Music's Sentimental Role in Tristram Shandy
Papers on Language and Literature, Winter 2005 by Leslie, John C
the moderato s are five times better than the so-so's;-shew ten times more knowledge of the human heart;-have seventy times more wit and spirit in them;-(and, to rise properly in my climax)-discover a thousand times more genius;-and to crown all, are infinitely more entertaining than those tied up with them. (386)
Yorick is aware of the music in language and uses it to add feeling and vitality to his sermons-vitality to wake a sleepy congregation, feeling to wake an insensitive heart.
Like Yorick's congregation, other characters in the novel find themselves moved by the emotions conveyed in speech with musical coloring. In the case of Diego and Julia, Tristram feels the stirring of his heartstrings by the music inherent in whispering: "I could perceive an attempt towards a vibration in the strings, about the region of the heart" (246; vol. 4, ch. 1). Another instance of reverberation in characters occurs when Phutatorius gets a hot chestnut in his breeches. He screams "Zounds!" with more than one musical inflection, which proves confusing to discriminating members of the company:
One or two who had very nice ears, and could distinguish the expression and mixture of the two tones as plainly as a third or a fifth, or any other chord in musick-were the most puzzled and perplexed with it-the concord was good in itself-but then 'twas quite out of the key, and no way applicable to the subject started;-so that with all their knowledge, they could not tell what in the world to make of it. (286; vol. 4, ch. 27)

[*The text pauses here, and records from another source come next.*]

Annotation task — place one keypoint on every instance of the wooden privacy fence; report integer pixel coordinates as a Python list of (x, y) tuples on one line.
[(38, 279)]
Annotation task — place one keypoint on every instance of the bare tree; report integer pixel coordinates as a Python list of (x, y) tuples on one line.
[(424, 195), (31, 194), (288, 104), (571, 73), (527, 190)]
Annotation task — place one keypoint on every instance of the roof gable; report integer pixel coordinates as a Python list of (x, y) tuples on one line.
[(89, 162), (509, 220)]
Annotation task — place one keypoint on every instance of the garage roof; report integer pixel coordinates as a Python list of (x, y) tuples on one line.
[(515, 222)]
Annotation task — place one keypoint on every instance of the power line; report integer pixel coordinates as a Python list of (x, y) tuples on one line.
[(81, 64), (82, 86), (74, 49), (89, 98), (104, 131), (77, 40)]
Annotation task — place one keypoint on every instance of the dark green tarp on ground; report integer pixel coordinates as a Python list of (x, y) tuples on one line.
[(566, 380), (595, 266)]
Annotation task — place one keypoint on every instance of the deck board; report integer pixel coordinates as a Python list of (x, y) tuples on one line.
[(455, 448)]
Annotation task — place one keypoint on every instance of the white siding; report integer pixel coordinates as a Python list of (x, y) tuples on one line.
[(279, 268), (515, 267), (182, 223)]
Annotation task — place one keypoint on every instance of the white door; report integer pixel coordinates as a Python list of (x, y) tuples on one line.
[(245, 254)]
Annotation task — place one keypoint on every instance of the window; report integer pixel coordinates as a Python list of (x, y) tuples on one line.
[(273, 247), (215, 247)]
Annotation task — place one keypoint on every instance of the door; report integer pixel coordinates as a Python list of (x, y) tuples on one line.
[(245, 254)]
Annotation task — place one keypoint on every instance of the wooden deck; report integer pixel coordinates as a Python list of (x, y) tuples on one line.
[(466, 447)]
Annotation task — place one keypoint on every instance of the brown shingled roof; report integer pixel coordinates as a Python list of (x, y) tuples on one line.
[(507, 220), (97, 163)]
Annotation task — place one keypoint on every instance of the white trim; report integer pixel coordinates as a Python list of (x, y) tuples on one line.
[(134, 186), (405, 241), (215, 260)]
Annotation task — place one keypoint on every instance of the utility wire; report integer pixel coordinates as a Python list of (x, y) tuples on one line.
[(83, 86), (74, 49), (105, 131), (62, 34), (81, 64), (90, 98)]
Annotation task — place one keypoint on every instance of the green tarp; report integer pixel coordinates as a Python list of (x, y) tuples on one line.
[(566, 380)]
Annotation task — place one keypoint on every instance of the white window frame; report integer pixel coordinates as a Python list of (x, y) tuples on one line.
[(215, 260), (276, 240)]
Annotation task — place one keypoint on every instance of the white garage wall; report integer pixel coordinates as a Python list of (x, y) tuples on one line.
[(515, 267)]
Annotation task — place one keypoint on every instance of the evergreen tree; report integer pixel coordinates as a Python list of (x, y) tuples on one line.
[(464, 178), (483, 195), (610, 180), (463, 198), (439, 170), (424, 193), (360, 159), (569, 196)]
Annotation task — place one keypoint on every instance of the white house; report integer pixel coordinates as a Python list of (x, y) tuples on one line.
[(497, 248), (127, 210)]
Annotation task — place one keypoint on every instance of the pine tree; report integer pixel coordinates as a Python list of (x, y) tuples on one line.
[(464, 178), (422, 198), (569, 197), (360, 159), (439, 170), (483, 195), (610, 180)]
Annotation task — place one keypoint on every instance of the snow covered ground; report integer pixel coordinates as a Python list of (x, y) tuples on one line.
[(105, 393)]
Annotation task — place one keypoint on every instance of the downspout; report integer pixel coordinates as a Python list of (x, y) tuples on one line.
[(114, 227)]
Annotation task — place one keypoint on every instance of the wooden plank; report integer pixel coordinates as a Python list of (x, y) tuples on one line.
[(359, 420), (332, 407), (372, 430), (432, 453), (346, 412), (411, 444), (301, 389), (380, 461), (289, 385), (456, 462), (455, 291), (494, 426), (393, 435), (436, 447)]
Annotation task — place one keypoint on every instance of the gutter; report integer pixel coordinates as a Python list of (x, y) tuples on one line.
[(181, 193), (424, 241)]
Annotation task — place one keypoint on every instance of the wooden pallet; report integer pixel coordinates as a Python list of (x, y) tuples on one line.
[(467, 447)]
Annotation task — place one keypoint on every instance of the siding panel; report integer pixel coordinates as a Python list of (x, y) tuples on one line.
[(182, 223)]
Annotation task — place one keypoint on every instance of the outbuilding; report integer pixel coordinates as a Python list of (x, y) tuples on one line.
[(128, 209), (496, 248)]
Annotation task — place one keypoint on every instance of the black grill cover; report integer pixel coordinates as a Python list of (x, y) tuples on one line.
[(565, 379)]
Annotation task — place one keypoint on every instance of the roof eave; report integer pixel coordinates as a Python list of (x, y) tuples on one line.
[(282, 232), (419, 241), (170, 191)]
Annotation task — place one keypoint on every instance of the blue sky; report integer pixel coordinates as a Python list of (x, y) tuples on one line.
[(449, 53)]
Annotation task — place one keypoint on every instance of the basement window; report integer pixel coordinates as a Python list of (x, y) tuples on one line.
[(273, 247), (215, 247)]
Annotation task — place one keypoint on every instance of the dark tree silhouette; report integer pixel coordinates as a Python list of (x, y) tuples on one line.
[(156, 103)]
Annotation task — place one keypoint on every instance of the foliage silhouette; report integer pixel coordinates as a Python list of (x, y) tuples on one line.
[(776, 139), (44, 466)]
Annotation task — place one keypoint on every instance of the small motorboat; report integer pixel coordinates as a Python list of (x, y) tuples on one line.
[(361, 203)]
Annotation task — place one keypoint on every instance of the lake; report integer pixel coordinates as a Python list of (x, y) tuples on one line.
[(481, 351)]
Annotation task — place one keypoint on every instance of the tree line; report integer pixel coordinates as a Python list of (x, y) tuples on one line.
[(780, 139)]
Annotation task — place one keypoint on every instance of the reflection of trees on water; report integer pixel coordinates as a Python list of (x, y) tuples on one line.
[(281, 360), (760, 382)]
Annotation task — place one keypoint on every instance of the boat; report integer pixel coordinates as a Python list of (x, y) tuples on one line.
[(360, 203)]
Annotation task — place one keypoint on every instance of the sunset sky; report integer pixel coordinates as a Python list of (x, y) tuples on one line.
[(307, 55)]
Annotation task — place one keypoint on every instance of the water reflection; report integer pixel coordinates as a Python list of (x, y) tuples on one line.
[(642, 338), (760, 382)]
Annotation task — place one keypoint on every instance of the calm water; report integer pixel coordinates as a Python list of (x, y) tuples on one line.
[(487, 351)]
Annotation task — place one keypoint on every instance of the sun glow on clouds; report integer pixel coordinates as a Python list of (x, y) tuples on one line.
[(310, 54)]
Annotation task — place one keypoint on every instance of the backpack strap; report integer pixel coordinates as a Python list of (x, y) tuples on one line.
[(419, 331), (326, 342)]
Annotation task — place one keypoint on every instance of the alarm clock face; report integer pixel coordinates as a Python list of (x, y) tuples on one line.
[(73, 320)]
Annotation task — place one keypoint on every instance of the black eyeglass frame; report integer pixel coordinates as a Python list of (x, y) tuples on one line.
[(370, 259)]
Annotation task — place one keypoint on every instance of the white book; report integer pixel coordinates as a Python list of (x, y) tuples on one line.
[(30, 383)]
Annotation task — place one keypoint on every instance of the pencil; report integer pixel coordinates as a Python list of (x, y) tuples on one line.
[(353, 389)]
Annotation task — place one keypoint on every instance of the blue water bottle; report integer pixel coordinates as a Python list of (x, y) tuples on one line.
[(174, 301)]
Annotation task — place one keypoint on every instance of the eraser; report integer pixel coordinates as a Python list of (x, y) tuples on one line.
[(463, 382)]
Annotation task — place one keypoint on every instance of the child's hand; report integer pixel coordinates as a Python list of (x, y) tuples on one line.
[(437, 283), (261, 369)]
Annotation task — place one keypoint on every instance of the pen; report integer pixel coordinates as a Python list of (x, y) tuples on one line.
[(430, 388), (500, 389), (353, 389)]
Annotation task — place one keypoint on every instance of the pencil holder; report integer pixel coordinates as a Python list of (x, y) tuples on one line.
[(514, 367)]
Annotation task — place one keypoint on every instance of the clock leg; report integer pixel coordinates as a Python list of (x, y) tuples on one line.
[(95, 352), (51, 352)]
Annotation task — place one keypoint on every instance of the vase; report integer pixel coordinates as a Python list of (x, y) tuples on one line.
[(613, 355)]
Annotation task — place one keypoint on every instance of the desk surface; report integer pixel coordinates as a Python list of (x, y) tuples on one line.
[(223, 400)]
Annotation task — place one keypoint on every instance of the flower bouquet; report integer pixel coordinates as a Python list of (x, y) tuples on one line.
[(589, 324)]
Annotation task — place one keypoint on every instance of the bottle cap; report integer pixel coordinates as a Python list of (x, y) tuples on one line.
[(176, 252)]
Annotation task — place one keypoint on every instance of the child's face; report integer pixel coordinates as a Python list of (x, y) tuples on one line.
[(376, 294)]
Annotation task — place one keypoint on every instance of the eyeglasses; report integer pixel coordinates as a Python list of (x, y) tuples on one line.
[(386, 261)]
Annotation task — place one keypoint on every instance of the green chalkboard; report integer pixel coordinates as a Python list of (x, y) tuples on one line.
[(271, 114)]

The listeners' confusion over incongruous notes in Phutatorius's yelp points to their expectation that the musical continuity of the contemporary "doctrine of affections" be preserved in speech as in music. The doctrine prescribed that the unity of affections be maintained by using only one musical figure (depicting only one emotion) per section of music (Bukofzer 389). Deborah M. Vlock describes the rigidity of the musical affections: "numerical (or chordal) combinations could be counted on to elicit certain listener responses, leaving little to the play of imagination" (517-18). If the table conversation surrounding Phutatorius can be seen as a musical movement in conversation, then his outburst becomes an extremely discordant event to conversants whose ears are tuned to the homogeneity of musical figures of the day. To refined concertgoers and salon attendees of the eighteenth century, Phutatorius's cry must have seemed like a symphony disrupted by the tuba accidentally playing during a quiet passage for strings; Vlock might call the interruption a "musical transgression" (533). Instead of showing compassion for a man in pain, the listeners in this scene evince only confusion for their violated sense of how refined conversation should sound. So music can describe emotional parts of a dialogue; it can be used to describe a change in tone of voice, and when used properly, it can have emotive effects on the auditors in spite of their commitment to abstract principles.